Even foodies will agree that sometimes comfort means more than cuisine, though the elegantly casual Auntie Pasto's offers a solid mix of both. It's not surprising that pasta reigns supreme here, with the 22 menu offerings ranging from black bean pasta (a Southwestern mix of cilantro, peppers, black beans, goat cheese and chicken over fettuccini) to crawfish ravioli. Feeling creative? Regulars and first-timers can improvise dishes off the no-nonsense menu. Appetizers like the tomato mozzarella are simple and pleasing. Thin-crust pizzas, namely the roasted garlic chicken and the four-cheese, feature sweet, buttery, fire-roasted crusts. And the sinful To Die For dessert also warrants a trip. This decadent, fruit-laden cousin of tiramisu features a freshly baked almond torte that houses berries, delicately sweet mascarpone and ladyfingers soaked in rum, peach schnapps, orange juice and Sprite. Flirting with death never tasted so good.

We know what you're thinking.
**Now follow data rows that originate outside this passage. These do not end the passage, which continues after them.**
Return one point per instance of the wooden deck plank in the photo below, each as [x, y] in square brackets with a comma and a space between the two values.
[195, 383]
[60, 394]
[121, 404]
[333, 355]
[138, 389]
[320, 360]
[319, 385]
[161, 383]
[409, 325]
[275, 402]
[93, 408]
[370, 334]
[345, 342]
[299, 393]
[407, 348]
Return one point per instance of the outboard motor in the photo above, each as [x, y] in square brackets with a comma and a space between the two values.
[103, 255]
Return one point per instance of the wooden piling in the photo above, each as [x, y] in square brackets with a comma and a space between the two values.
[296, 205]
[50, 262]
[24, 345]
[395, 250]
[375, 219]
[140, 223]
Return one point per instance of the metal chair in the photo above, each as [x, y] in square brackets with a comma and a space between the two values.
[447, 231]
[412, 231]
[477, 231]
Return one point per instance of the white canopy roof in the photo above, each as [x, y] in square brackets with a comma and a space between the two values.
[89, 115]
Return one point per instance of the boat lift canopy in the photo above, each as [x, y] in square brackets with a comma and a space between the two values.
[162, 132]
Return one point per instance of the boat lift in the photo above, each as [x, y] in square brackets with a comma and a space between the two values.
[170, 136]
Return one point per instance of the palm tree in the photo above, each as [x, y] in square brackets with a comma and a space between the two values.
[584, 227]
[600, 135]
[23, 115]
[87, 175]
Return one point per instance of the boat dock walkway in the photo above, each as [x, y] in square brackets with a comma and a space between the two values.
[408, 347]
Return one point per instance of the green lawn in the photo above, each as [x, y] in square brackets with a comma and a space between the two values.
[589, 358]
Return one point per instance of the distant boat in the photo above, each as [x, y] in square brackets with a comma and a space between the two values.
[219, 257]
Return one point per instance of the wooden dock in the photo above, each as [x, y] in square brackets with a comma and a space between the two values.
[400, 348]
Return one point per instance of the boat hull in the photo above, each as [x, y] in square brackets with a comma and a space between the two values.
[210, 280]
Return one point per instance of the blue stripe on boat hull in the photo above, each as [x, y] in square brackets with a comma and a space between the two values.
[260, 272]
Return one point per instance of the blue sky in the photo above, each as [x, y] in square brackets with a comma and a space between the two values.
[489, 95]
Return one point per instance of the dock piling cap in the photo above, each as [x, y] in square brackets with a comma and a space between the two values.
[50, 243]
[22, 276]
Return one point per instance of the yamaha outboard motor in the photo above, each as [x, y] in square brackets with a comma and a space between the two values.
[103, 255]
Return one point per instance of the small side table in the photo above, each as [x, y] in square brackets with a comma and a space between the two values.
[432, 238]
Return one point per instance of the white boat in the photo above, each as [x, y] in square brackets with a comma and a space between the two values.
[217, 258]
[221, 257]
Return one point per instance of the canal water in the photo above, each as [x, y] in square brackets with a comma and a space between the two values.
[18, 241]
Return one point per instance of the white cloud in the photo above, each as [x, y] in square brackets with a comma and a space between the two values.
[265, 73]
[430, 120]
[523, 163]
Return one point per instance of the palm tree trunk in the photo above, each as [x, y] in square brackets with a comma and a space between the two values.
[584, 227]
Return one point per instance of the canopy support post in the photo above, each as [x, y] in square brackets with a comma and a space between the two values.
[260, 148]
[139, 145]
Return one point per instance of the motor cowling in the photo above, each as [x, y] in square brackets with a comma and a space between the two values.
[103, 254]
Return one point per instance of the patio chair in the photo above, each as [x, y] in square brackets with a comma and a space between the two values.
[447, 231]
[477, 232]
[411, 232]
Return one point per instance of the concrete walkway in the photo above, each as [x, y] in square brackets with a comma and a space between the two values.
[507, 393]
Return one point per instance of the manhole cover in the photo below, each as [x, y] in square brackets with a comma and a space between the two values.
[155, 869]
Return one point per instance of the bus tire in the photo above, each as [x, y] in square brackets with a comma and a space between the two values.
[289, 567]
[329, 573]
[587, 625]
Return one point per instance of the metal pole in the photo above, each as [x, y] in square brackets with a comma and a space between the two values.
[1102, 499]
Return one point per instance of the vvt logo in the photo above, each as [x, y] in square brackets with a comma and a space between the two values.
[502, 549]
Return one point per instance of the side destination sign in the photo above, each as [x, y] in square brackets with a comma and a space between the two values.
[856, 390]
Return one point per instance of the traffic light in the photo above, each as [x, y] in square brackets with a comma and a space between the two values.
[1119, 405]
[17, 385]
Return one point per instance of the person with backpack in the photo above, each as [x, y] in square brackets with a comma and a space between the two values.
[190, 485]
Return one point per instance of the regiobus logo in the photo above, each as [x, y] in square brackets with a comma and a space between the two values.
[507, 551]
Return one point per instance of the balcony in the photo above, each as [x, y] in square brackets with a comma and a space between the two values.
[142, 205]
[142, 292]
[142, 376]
You saw "Galleria" and imagined meals at Morton's Steakhouse, or Cafe Annie or any number of high-dollar restaurants. That's why Chacho's is a natural choice. Located just down the street from the Galleria in a faux adobe building with bright pastel colors, Chacho's offers first-rate Tex-Mex made with fresh ingredients for paltry sums. As a result, Chacho's gives the House of Pies a run for its money as the best post-2 a.m. eatery for all your sobering-up needs. But it would be folly to arrive after last call. Their margaritas are terrific.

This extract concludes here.